AWS CloudFormation: "The key pair ___ does not exist" error for newly-created EC2 key pair

Question

I'm using a custom CloudFormation resource to generate an EC2 keypair for an automated install. I'm trying to remove as many manual steps as possible for a highly-automated server setup. Here is the portion of the CloudFormation template with the relevant code:

LambdaRole:
  Type: AWS::IAM::Role
  Properties:
    AssumeRolePolicyDocument:
      Version: '2012-10-17'
      Statement:
        - Action:
            - sts:AssumeRole
          Effect: Allow
          Principal:
            Service:
              - lambda.amazonaws.com

LambdaPolicy:
  Type: AWS::IAM::Policy
  DependsOn:
    - LambdaRole
  Properties:
    PolicyName: CFNCustomSecretProviderPolicy
    PolicyDocument:
      Version: '2012-10-17'
      Statement:
        - Effect: Allow
          Action:
            - iam:CreateAccessKey
            - iam:DeleteAccessKey
            - iam:UpdateAccessKey
            - ssm:PutParameter
            - ssm:GetParameter
            - ssm:DeleteParameter
            - ec2:ImportKeyPair
            - ec2:DeleteKeyPair
          Resource:
            - '*'
        - Effect: Allow
          Action:
            - kms:Encrypt
          Resource:
            - '*'
        - Action:
            - logs:*
          Resource: arn:aws:logs:*:*:*
          Effect: Allow
    Roles:
      - !Ref 'LambdaRole'

CFNSecretProvider:
  Type: AWS::Lambda::Function
  DependsOn:
    - LambdaPolicy
  Properties:
    Description: CloudFormation Custom:Secret implementation
    Code:
      S3Bucket: !Sub 'binxio-public-${AWS::Region}'
      S3Key: lambdas/cfn-secret-provider-0.11.0.zip
    Handler: secrets.handler
    MemorySize: 128
    Timeout: 30
    Role: !GetAtt 'LambdaRole.Arn'
    Runtime: python2.7

PrivateKey:
  Type: Custom::RSAKey
  DependsOn: CFNSecretProvider
  Properties:
    Name: /mainframe/onyx-private-key
    KeyAlias: alias/aws/ssm
    ServiceToken: !Join
      - ":"
      - - arn:aws:lambda
        - !Ref "AWS::Region"
        - !Ref "AWS::AccountId"
        - !Ref CFNSecretProvider

CustomKeyPair:
  Type: Custom::KeyPair
  DependsOn:
    - CFNSecretProvider
    - PrivateKey
  Properties:
    Name: CustomKeyPair
    PublicKeyMaterial: !GetAtt
      - PrivateKey
      - PublicKey
    ServiceToken: !Join
      - ":"
      - - arn:aws:lambda
        - !Ref "AWS::Region"
        - !Ref "AWS::AccountId"
        - !Ref CFNSecretProvider

EC2Instance:
  Type: AWS::EC2::Instance
  DependsOn:
   - CustomKeyPair
   - InstanceProfile
  Properties:
    IamInstanceProfile: !Ref InstanceProfile
    InstanceType: !Ref InstanceType
    ImageId: !FindInMap [AWSRegionToAMI, !Ref "AWS::Region", AMI]
    KeyName: !Ref CustomKeyPair

...

Everything in this seems to work great up until the instance is created.
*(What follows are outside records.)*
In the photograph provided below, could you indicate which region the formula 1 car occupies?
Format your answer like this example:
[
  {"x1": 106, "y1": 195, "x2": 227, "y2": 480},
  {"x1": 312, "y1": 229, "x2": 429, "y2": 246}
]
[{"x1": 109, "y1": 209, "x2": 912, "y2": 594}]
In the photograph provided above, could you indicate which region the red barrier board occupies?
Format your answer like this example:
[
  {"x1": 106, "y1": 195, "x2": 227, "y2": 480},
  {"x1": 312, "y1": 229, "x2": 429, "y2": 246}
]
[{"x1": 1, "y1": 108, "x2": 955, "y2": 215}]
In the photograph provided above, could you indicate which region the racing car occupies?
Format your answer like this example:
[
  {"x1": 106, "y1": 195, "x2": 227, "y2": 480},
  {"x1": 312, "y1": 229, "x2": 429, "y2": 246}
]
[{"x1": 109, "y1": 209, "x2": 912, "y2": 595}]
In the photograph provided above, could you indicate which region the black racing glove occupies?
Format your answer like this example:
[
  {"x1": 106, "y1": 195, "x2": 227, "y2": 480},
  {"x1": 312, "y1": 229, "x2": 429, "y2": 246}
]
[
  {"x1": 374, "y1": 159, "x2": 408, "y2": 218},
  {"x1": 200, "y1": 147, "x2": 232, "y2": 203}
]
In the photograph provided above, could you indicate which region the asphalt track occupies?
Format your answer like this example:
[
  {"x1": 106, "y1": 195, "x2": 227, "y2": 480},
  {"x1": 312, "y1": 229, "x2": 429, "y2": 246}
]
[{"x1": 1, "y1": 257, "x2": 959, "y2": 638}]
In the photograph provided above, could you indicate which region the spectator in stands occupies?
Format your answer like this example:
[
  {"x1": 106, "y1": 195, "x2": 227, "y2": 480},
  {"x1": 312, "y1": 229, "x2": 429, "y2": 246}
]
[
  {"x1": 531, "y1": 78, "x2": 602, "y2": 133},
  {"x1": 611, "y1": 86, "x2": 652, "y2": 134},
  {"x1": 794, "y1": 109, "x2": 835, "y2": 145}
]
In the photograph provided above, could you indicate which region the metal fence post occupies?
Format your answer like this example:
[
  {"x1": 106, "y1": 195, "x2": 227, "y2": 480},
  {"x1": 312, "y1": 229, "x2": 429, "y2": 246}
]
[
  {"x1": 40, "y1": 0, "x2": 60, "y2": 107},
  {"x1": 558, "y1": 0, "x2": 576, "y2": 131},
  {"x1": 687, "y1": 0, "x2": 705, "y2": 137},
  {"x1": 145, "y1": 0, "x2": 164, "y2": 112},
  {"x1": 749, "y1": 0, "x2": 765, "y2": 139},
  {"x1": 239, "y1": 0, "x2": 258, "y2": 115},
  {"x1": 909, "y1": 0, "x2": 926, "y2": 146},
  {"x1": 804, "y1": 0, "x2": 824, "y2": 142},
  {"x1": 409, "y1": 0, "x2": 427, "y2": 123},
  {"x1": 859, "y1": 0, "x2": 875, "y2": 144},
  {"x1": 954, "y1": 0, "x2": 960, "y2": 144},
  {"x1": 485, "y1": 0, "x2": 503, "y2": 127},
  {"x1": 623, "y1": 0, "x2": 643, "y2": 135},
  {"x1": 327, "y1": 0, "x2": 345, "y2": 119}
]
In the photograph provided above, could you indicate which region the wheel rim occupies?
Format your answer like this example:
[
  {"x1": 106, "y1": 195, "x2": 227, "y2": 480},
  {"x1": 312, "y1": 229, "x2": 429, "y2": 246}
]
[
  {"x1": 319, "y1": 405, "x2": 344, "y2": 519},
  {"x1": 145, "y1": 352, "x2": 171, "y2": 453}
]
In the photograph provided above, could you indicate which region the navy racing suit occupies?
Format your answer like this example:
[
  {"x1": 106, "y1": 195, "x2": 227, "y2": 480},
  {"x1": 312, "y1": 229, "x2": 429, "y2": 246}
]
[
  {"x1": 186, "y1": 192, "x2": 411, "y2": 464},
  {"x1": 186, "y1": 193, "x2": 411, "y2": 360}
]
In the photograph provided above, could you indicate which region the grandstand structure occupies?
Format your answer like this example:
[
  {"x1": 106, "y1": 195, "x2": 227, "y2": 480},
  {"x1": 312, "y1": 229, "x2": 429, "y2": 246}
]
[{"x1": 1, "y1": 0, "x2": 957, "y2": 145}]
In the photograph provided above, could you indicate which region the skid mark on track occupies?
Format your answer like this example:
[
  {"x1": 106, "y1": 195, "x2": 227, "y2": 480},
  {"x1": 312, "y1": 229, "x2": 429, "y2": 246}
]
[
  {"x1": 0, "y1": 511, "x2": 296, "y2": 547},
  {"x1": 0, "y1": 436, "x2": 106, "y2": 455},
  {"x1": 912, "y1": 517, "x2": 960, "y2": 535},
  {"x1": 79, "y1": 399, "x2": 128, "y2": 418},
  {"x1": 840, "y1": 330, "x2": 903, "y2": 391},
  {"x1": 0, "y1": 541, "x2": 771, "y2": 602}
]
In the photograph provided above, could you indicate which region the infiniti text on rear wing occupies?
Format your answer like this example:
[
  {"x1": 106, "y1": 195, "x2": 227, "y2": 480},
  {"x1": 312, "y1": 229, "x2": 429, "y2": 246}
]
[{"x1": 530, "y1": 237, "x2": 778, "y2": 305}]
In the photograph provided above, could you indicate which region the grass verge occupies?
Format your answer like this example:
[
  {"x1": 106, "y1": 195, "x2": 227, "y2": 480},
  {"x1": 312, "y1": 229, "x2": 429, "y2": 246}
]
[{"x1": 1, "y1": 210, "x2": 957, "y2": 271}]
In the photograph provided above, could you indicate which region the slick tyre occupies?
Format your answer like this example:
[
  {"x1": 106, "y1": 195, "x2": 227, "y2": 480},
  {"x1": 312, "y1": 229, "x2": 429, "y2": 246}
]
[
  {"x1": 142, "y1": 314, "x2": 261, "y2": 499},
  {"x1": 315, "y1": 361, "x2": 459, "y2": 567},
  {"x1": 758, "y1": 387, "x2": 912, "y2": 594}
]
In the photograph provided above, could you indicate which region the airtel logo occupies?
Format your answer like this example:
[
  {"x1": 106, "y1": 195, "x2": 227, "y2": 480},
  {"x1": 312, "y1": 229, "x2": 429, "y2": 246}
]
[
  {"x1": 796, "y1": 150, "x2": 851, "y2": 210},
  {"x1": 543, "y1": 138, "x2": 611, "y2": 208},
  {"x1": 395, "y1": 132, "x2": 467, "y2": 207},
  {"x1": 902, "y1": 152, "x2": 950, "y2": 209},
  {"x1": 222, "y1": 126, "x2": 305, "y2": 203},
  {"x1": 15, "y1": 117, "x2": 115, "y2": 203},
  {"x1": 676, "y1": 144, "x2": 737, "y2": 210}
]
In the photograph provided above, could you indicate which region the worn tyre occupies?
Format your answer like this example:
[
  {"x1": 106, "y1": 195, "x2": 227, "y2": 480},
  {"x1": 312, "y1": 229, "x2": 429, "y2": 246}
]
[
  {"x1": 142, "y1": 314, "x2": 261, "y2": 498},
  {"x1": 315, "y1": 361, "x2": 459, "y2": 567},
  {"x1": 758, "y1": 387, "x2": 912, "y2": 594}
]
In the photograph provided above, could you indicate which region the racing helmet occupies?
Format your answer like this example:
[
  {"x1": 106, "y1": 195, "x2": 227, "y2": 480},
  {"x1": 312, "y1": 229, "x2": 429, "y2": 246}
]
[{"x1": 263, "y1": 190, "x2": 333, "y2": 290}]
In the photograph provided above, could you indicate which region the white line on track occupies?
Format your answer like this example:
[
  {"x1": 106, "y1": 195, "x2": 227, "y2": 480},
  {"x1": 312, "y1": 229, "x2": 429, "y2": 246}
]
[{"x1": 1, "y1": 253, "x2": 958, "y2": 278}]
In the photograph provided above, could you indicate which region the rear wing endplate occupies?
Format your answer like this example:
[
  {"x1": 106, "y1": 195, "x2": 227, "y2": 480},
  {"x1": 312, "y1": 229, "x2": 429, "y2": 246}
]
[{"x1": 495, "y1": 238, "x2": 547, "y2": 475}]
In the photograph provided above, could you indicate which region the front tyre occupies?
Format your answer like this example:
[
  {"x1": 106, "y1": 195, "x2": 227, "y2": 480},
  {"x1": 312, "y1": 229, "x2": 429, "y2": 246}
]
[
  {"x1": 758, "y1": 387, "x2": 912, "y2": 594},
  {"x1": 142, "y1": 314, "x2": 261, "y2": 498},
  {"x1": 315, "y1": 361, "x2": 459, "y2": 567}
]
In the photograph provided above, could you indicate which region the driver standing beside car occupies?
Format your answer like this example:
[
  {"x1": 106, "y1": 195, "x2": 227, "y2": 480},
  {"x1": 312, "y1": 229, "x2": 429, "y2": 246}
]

It fails claiming the keypair doesn't exist, even though the keypair is there after it runs, and I can query it:

∴ aws ec2 describe-key-pairs --region=us-east-2 --profile=mainframe- 
personal
{
    "KeyPairs": [
        {
            "KeyFingerprint": "90:42:11:40:a5:9b:66:af:78:ce:b4:d1:54:07:95:27",
            "KeyName": "CustomKeyPair"
        },
        {
            "KeyFingerprint": "27:5c:bf:4a:b2:f6:75:3b:8c:c3:1b:57:0d:7e:28:de:8e:cd:90:69",
            "KeyName": "default"
        }
    ]
}

The error I'm getting in the CloudFormation event log is The key pair 'arn:aws:ec2:us-east-2:685716241758:keypair/CustomKeyPair' does not exist. That ARN is exactly what is shown in the resource list. Is there some reason that CloudFormation can't find this keypair?

Answer 1

The AWS::EC2::Instance - AWS CloudFormation documentation says:

KeyName: Provides the name of the Amazon EC2 key pair.

The error message is suggesting that an ARN was passed. Instead, try just passing the name (the last part of the ARN).